If you are unsure about the differences between an Actor and a task, you can read about them in the tasks documentation. In brief, tasks are just pre-configured inputs for Actors.

The API endpoints and usage (for both sync and async) for Actors and tasks are essentially the same.

To run, or call, an Actor/task, you will need a few things:

  • The name or ID of the Actor/task. The name looks like username~actorName or username~taskName. The ID can be retrieved on the Settings page of the Actor/task.

  • Your API token, which you can find on the Integrations page in Apify Console (do not share it with anyone!).

  • Possibly an input, which is passed in JSON format as the request's body.

  • Some other optional settings if you'd like to change the default values (such as allocated memory or the build).

The URL of POST request to run an actor looks like this:

https://api.apify.com/v2/acts/ACTOR_NAME_OR_ID/runs?token=YOUR_TOKEN

For tasks, we can just switch the path from acts to actor-tasks and keep the rest the same:

https://api.apify.com/v2/actor-tasks/TASK_NAME_OR_ID/runs?token=YOUR_TOKEN

If we send a correct POST request to one of these endpoints, the actor/actor-task will start just as if we had pressed the Start button on the actor's page in the Apify Console.

Additional settings

We can also add settings for the actor (which will override the default settings) as additional query parameters. For example, if we wanted to change how much memory the actor's run should be allocated and which build to run, we could simply add the memory and build parameters separated by &.

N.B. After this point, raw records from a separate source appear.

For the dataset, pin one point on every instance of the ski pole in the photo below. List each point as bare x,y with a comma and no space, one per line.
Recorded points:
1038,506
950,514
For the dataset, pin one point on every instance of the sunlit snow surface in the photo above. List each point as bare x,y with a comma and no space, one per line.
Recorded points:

https://api.apify.com/v2/acts/ACTOR_NAME_OR_ID/runs?token=YOUR_TOKEN&memory=8192&build=beta

This works in almost exactly the same way for both Actors and tasks; however, for tasks, there is no reason to specify a build parameter, as a task already has only one specific Actor build which cannot be changed with query parameters.

Input JSON

Most actors would not be much use if input could not be passed into them to change their behavior. Additionally, even though tasks already have specified input configurations, it is handy to have the ability to overwrite task inputs through the body of the POST request.

The input can technically be any JSON object, and will vary depending on the actor being run. Ensure that you are familiar with the actor's input schema while writing the body of the request.

Good actors have reasonable defaults for most input fields, so if you want to run one of the major actors from Apify Store, you usually do not need to provide all possible fields.

Via API, let's quickly try to run Web Scraper, which is the most popular actor on the Apify Store at the moment. The full input with all possible fields is pretty long and ugly, so we will not show it here. Because it has default values for most fields, we can provide a simple JSON input containing only the fields we'd like to customize. We will send a POST request to the endpoint below and add the JSON as the body of the request:

https://api.apify.com/v2/acts/apify~web-scraper/runs?token=YOUR_TOKEN

Here is how it looks in Postman:

Run an actor via API in Postman

If we press Send, it will immediately return some info about the run. The status will be either READY (which means that it is waiting to be allocated on a server) or RUNNING (99% of cases).

Actor run info in Postman

We will later use this run info JSON to retrieve the run's output data. This info about the run can also be retrieved with another call to the Get run endpoint.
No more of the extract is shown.